The immigrants quickly realized that the conditions for their peaceful integration were not given in Florida and, in July 1858, they signed the contract to colonize what is now La Paz and Colonia Valdense, in the Colonia Department.

A few years later, in 1860, part of the immigrants moved to Argentina, to the city of San Carlos Centro, in the province of Santa Fe Province, city founded a few years earlier by Swiss immigrants. Ten years later they arrived in El Sombrerito, province of Santa Fe and Rosario del Tala, in the province of Entre Ríos Province. Some of the communities formed by Waldensian immigrants in Argentina will be served, from a spiritual point of view, by the Methodist Church.
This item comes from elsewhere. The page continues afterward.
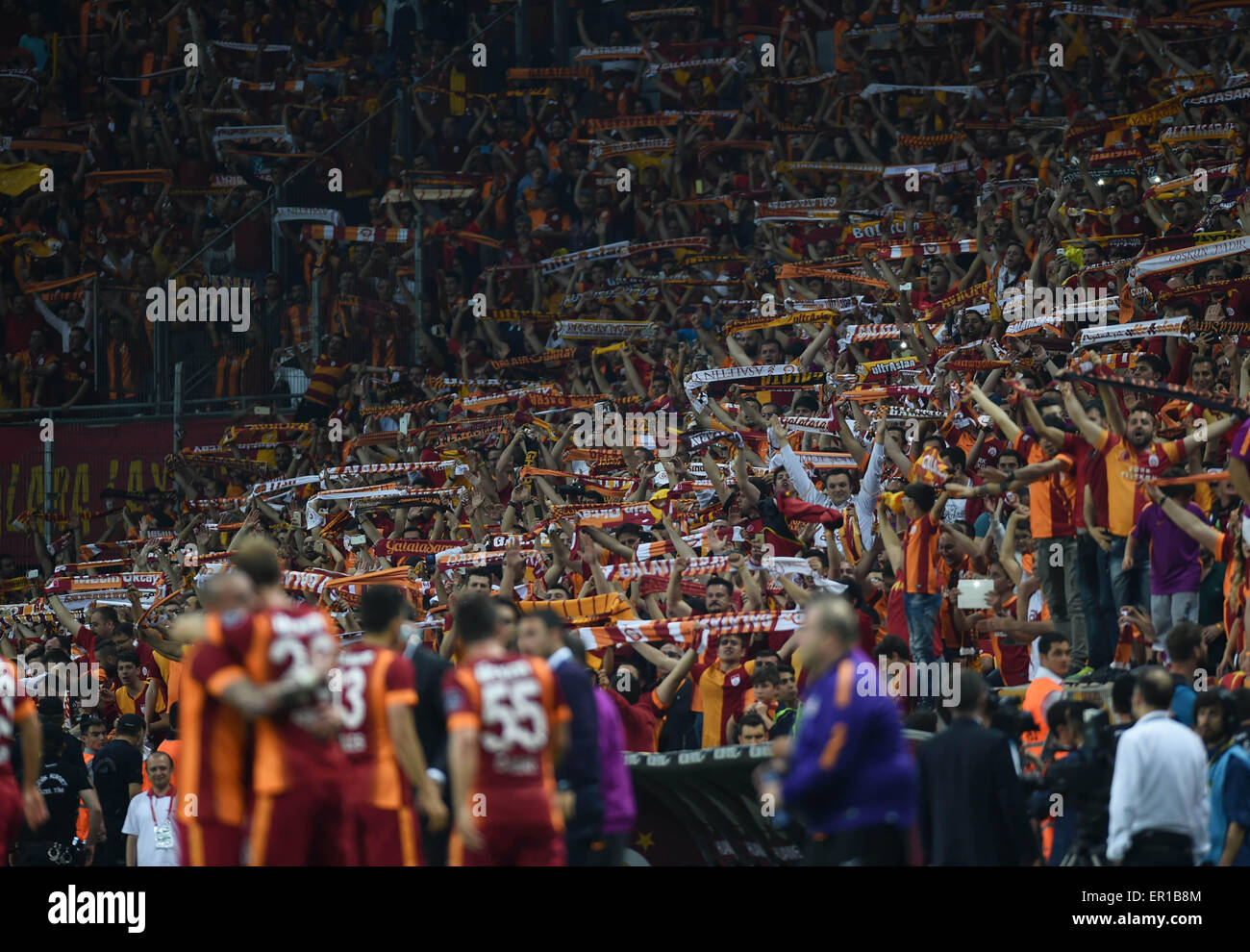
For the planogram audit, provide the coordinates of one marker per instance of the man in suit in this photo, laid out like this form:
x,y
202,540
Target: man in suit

In Uruguay, from the initial settlement in La Paz and Colônia Valdense, organized groups were progressively created in the departments of Soriano, Río Negro and Paysandú, in the western region of the country, and in the Rocha Department, in the east.

The flow of Waldensian immigrants has continued over time, with peaks in the flow of immigrants being observed in the years following the two World Wars.

== Inter-ecclesiastical relations ==
The church is a member of the World Communion of Reformed Churches. Furthermore, the denomination is closely related to the Waldensian Evangelical Church, with which it holds meetings on theological matters.

== Beliefs ==
The Church subscribes to the Apostles' Creed and the Nicene Creed. In addition, the denomination subscribes to the Waldensian Confession of Faith, drawn up in 1655.

The Church supports the ordination of women.

=== Marriage ===
A 2010 resolution allows local churches to decide about blessings of same-sex marriage.